No one has ever said this. These quotes are dishonest.

      In some ways, I understand why you wouldn’t want sugar in the house. It’s fine in moderation, but if you’re taking maple syrup shots, your liver is shooting triglycerides into your bloodstream faster than an eight-year-old can unload an SMG rifle in Grand Theft Auto. Then you get hypertension and die. A study led by the CDC found that adults who ate more than around 18 teaspoons of added sugar daily were at a higher risk for cardiovascular disease. If you have been eating too much sugar or have diabetes or both, Truvia is fine.

     At the same time, Truvia is so annoying. It’s packaged like it’s some kind of health supplement, but it’s just fake sugar produced by Cargill and Coca-Cola. Truvia says it is a “miracle of nature, not chemistry,” but it’s mostly erythritol, “a sugar alcohol that has been approved for use as a food additive in the United States.” Score!

     The website says it’s a convenient way to sweeten anything you bring to your kitchen counter. Is granulated sugar any less convenient? I am confused. The website allows you to rate the product on three different categories: quality, value, and ease of use. I have never picked up a food from the grocery store and wondered how easy it would be to use. You just put it in your mouth. Sometimes you cook it first, but it’s not that hard. Out of 277 reviews, there is only one one-star review and one two-star review. Is Truvia censoring consumer input? Do we need a special counsel?

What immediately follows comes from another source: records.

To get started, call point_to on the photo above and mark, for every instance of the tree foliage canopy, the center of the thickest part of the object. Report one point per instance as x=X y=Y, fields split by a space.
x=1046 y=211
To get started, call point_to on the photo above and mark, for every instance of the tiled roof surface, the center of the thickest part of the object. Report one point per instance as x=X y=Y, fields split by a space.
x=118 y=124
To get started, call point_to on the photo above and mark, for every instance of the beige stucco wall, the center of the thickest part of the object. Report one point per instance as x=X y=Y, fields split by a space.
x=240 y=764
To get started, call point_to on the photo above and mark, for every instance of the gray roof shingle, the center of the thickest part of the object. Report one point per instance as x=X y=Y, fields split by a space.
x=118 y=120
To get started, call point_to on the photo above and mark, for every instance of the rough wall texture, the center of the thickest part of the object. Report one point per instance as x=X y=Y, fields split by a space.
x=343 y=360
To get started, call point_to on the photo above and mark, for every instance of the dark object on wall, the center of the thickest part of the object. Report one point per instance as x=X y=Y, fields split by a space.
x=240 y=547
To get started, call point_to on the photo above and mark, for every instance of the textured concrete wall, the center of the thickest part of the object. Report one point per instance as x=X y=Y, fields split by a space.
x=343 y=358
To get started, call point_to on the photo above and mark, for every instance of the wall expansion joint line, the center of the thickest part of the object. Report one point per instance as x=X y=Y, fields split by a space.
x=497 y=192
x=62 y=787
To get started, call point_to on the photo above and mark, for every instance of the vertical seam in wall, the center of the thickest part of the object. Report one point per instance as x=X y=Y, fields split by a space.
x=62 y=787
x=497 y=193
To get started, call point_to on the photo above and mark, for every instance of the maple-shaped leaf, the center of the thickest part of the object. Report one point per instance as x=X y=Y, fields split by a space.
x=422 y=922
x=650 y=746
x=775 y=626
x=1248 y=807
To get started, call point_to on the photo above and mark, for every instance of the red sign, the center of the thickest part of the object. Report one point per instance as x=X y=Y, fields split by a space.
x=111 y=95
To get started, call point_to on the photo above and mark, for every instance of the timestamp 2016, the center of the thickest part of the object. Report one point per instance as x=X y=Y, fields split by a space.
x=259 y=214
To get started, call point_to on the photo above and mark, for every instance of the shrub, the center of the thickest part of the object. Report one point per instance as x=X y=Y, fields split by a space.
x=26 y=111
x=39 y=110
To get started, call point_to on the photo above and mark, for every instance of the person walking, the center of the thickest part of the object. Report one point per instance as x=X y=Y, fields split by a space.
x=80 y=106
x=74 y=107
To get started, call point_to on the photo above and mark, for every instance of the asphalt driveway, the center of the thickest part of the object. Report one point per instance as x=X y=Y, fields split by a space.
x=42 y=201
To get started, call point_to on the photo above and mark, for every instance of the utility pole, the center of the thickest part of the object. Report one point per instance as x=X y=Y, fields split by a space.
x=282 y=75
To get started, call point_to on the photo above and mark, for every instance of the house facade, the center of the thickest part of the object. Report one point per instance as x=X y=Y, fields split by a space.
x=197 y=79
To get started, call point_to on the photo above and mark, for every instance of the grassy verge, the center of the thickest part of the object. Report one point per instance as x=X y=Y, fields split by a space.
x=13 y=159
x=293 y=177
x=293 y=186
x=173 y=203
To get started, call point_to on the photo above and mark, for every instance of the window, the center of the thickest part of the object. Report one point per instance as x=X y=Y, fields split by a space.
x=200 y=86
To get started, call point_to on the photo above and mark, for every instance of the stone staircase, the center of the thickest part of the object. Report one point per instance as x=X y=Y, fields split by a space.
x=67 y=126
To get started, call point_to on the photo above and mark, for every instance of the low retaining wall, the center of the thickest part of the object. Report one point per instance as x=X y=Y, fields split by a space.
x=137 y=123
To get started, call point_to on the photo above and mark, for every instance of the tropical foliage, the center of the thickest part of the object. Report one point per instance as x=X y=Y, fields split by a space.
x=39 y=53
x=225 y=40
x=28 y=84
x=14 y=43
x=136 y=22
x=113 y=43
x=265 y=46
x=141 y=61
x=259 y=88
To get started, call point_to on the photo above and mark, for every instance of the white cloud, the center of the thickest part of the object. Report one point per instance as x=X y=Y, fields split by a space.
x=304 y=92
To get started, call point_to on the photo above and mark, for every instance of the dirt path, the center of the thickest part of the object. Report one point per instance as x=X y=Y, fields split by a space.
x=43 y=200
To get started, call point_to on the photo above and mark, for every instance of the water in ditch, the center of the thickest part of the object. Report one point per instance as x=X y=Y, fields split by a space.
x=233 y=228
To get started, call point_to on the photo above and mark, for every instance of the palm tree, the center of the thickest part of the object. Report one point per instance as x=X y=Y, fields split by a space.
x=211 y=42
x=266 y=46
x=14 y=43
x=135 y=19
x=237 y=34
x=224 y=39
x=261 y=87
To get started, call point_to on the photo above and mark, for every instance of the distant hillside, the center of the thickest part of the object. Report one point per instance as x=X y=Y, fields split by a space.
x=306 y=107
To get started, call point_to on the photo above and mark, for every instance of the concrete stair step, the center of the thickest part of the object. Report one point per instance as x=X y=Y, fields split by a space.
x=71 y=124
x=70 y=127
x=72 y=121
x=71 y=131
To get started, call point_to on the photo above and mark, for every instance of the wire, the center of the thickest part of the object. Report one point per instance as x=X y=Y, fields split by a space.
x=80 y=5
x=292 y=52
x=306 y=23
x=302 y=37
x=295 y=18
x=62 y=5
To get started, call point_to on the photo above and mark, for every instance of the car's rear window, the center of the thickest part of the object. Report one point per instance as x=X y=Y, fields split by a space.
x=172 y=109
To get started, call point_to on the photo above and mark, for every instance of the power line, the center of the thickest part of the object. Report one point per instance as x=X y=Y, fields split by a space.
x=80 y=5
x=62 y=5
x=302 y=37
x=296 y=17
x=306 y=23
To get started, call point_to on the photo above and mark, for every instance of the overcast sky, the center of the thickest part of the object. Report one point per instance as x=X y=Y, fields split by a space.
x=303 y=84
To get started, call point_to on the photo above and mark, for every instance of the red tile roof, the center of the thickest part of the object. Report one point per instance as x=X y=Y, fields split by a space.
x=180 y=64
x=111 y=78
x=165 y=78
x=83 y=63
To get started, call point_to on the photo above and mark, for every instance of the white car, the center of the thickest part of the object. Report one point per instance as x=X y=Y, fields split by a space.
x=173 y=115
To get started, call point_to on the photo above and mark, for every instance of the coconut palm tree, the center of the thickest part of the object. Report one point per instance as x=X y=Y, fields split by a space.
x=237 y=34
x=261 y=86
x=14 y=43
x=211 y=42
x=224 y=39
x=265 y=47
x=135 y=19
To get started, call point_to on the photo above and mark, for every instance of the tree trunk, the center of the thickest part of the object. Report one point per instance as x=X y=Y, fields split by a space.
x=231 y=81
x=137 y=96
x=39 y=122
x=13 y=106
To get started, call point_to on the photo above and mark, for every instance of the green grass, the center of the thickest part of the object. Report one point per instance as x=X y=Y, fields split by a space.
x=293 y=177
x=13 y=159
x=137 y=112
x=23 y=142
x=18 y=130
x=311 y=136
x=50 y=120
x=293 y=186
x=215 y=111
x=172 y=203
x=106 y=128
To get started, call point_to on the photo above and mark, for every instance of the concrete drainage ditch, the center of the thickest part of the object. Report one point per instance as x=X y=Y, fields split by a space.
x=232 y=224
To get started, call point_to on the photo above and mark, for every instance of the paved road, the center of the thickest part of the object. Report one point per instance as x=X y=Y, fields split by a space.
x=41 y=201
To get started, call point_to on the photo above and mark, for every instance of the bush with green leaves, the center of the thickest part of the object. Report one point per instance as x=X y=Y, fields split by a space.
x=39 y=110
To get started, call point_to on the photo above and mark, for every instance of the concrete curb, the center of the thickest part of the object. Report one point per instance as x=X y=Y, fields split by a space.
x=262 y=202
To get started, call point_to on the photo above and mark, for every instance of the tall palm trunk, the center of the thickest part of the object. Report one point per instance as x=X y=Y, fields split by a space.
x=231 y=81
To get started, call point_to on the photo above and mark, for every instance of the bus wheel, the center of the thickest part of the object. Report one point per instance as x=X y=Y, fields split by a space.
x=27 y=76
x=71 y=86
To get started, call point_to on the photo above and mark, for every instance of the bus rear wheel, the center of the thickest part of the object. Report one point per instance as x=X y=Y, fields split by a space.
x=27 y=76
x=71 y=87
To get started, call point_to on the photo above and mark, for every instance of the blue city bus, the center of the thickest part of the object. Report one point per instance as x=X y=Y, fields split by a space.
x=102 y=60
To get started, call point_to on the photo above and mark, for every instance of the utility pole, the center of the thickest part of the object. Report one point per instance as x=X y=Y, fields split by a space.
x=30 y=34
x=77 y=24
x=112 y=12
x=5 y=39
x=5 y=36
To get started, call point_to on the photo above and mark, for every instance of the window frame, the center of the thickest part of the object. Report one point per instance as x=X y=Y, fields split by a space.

Mmmmm look at that clean hand.

     It’s not like Truvia’s unsafe, but there are so many less pretentious brands of fake sugar that deserve your business. I don’t like the taste of Sweet ‘N Low, but at least it doesn’t act like it’s derived from some sort of God-blessed nectar.  Plus, on the front of the Truvia container is a strawberry dipped in the faux-sugar. I’m not sure if this is meant to show how natural it is, or if it’s suggesting a possible Truvia-use scenario, but if strawberries are not sweet enough for you as is, you need to relax.

     I have not met the family I am living with yet because they are in Mexico, but rest assured, their house is stocked with sugar, maple syrup, and even cinnamon sugar. God bless this family, and God bless the United States of America.